Di langit, cahaya pedang bertabrakan dengan cakar binatang iblis hitam, menyebabkan seluruh Gunung Fengshou bergetar.
Cahaya pedang meledak, dan energi pedang menyebar, merobek awan di sekitarnya.
Di balik cakar binatang buas yang bertabrakan dengan cahaya pedang, terdengar raungan dan kesakitan.
“Ahli kultivator pedang nomor satu di Perbatasan Barat, Guru Tu Sunshi. Teknik pedang Senior Tu benar-benar hebat…” Mata Li San berbinar.
Li San membuka matanya dan menatap cahaya pedang yang masih tersisa. Dia mengangguk pelan.
Jika bukan karena kultivator pedang nomor satu di Perbatasan Barat yang mendukung pertempuran ini, Gunung Fengshou pasti sudah lama ditembus oleh Gurun Selatan.

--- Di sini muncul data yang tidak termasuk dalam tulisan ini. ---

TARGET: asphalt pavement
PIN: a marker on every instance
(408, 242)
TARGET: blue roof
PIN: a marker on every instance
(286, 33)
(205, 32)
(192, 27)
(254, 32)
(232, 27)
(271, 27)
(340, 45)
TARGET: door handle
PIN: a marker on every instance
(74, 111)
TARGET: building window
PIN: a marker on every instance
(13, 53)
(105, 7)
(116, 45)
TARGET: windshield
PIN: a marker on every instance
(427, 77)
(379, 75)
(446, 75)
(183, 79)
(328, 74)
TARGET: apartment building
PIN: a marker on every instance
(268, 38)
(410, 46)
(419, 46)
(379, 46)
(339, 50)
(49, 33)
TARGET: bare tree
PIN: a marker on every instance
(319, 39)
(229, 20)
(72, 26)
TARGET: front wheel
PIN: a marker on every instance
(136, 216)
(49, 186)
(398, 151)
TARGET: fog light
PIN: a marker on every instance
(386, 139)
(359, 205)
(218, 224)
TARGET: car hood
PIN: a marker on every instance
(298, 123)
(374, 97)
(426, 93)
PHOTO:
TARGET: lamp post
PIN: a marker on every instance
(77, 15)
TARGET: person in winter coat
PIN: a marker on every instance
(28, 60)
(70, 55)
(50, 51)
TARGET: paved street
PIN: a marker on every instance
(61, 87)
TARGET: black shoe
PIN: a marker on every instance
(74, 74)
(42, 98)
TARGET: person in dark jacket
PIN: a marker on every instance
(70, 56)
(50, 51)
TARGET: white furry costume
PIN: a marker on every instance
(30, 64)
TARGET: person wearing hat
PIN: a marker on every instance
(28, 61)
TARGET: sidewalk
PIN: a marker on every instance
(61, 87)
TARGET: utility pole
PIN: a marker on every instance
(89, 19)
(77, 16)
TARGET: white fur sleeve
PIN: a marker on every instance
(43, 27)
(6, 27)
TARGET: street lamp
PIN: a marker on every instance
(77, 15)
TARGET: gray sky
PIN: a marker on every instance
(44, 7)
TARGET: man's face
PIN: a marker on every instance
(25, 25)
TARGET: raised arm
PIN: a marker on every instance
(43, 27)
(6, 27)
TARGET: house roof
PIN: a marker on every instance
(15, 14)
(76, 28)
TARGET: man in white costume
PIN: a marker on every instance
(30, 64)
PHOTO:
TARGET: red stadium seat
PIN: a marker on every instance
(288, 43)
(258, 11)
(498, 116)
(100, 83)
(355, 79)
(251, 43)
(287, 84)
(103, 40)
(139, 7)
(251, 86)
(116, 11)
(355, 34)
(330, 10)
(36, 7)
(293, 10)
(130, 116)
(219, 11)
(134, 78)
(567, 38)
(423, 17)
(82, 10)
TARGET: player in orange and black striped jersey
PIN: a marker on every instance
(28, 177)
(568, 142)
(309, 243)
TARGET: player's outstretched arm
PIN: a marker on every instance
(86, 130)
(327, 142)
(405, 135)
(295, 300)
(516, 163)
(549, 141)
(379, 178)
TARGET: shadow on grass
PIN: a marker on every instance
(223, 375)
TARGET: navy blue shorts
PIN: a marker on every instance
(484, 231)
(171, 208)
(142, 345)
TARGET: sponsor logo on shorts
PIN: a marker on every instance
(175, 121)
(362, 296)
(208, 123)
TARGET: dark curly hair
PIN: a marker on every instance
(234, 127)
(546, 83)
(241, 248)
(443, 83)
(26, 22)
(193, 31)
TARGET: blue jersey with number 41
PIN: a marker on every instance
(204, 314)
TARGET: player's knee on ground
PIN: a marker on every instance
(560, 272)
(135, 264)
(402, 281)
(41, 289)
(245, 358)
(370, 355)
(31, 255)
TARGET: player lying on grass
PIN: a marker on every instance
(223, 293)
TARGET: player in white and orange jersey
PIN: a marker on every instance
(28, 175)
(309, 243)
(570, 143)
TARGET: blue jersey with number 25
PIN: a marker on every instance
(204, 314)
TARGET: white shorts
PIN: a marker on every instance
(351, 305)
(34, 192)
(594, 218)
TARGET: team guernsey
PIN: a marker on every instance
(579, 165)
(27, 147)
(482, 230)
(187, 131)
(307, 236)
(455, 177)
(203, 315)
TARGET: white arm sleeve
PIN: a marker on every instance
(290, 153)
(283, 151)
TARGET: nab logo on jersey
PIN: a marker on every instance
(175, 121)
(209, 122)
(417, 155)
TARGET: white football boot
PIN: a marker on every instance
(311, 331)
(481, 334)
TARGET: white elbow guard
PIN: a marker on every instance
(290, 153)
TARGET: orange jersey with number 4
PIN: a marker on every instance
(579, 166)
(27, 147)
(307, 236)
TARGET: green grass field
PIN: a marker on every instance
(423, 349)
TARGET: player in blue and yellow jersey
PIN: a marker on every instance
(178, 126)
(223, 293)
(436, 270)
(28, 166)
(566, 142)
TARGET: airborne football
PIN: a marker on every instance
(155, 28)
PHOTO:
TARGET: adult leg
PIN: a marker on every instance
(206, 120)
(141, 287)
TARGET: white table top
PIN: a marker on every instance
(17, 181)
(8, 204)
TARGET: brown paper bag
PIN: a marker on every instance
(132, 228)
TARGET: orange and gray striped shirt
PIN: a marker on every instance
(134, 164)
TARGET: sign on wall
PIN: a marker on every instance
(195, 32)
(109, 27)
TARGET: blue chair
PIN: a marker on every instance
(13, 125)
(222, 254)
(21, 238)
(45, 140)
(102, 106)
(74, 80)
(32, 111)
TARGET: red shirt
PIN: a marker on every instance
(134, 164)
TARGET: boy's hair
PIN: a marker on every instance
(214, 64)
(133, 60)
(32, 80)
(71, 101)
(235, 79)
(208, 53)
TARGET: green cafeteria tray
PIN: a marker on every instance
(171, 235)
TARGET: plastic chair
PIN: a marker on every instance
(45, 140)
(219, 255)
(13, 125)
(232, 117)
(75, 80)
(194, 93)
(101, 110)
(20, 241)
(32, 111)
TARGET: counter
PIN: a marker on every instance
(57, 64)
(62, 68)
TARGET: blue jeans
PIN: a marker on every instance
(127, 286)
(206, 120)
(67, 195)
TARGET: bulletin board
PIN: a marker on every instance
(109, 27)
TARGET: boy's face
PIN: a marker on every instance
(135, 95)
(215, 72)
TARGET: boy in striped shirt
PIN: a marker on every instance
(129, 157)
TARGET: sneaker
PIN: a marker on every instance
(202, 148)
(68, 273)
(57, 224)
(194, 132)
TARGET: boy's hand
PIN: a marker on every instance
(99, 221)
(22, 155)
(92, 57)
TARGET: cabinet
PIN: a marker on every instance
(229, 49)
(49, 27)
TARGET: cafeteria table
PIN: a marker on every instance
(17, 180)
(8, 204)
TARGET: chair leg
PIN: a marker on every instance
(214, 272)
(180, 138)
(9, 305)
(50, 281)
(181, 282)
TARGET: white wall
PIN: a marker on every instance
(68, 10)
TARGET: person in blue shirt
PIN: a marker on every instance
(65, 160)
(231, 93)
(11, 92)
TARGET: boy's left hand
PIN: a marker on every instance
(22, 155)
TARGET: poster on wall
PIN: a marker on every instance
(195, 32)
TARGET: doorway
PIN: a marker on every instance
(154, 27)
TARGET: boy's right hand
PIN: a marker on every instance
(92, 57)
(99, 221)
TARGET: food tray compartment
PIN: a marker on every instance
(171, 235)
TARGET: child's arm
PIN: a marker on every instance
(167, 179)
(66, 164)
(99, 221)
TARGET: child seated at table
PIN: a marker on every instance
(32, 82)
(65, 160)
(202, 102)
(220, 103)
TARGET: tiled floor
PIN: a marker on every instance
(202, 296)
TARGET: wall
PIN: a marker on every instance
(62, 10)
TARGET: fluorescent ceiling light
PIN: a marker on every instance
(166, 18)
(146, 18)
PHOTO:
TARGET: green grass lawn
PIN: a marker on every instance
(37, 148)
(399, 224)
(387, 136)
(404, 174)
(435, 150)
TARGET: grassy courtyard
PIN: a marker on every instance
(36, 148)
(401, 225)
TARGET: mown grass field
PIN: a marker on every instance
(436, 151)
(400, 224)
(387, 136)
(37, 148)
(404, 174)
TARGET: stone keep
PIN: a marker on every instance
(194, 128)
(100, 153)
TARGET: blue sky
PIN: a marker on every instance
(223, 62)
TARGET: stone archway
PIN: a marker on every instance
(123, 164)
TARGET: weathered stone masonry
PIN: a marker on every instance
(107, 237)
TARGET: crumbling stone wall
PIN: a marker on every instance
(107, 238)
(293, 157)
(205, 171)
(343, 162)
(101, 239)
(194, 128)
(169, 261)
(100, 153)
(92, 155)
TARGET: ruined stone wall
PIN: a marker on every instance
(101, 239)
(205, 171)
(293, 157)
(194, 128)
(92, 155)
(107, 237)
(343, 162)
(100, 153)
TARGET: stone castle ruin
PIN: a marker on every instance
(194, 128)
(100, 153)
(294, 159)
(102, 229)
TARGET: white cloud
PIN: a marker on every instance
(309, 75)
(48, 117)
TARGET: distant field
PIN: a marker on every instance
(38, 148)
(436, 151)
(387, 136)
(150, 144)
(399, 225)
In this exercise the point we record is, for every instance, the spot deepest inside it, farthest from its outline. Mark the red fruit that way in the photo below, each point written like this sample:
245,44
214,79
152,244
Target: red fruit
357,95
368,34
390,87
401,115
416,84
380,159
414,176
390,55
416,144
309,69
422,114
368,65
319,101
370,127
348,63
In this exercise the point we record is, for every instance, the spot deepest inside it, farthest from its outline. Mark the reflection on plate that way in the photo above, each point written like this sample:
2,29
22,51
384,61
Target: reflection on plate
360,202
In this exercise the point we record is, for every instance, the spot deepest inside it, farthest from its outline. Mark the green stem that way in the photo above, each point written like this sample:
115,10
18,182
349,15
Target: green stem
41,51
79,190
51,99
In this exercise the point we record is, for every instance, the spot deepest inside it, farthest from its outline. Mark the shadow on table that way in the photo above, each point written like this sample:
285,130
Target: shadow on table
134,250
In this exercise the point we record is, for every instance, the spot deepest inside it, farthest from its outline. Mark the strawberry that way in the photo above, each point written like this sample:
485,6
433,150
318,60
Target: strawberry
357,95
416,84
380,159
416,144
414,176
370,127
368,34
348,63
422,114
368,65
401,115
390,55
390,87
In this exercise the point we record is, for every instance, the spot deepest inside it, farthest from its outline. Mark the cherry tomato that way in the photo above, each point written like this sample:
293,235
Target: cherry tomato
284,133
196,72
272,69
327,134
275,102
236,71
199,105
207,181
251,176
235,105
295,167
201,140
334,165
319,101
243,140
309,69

Langit masih bergetar. Lu Ten dan yang lainnya tidak lagi memperhatikannya dan fokus pada kultivasi.
“Bersenandung-”
Di atas kepala Lu Shi, sebuah pil hijau berubah menjadi awan.
Khasiat pengobatan dari pil kelas tertinggi ini akhirnya habis dan benar-benar lenyap.
“Seandainya aku tahu lebih awal, aku pasti sudah meminjam beberapa pil kelas atas lagi dari Nineteen,” gumam Lu Eleven sambil berusaha sekuat tenaga menyerap sisa khasiat obat dalam pil-pil itu.
“Ngomong-ngomong, Saudari Ketiga, jika aku meninggal di sini, ingatlah untuk membantuku melunasi hutang kepada Saudari Kesembilan Belas.”
Lu Ten mengangkat tangannya dan melemparkan sebuah tas kecil di depan Li Three.
Li Three menatapnya dan meletakkan tas kecil itu di tangannya.
Lu Ten berdiri dan meregangkan badan. Dia tertawa dan berkata, “Ayo pergi. Mari bertarung lagi.”
Song Nine dan yang lainnya juga berdiri.
Di puncak gunung yang jauh, energi iblis sudah menyebar. Garis pertahanan telah jebol.
…
Ketika Huang Six memimpin Gao Xiaoxuan ke Puncak Sarang Awan, matahari sudah terbenam.
Daun-daun pohon sycamore di gunung tampak keemasan dan mempesona di bawah matahari terbenam.
Berdiri di atas pohon payung, Tang Chi diselimuti cahaya keemasan seolah-olah dewa abadi telah turun.
“Huang Six, Saudara Keenam.”
Tang Chi menatap Huang Six yang telah berjalan ke arah pohon. Ia memasang senyum angkuh di wajahnya.
“Aku sudah lama menunggumu.”
Dia mengangkat tangannya dan sebuah anak tangga emas mendarat di depan Huang Six.
“Sekarang kau hanyalah manusia biasa. Akan kuberikan tangga. Naiklah.”
Sejumlah anak tangga mengarah ke langit.
Huang Six berdiri di depan tangga emas, ekspresinya berubah.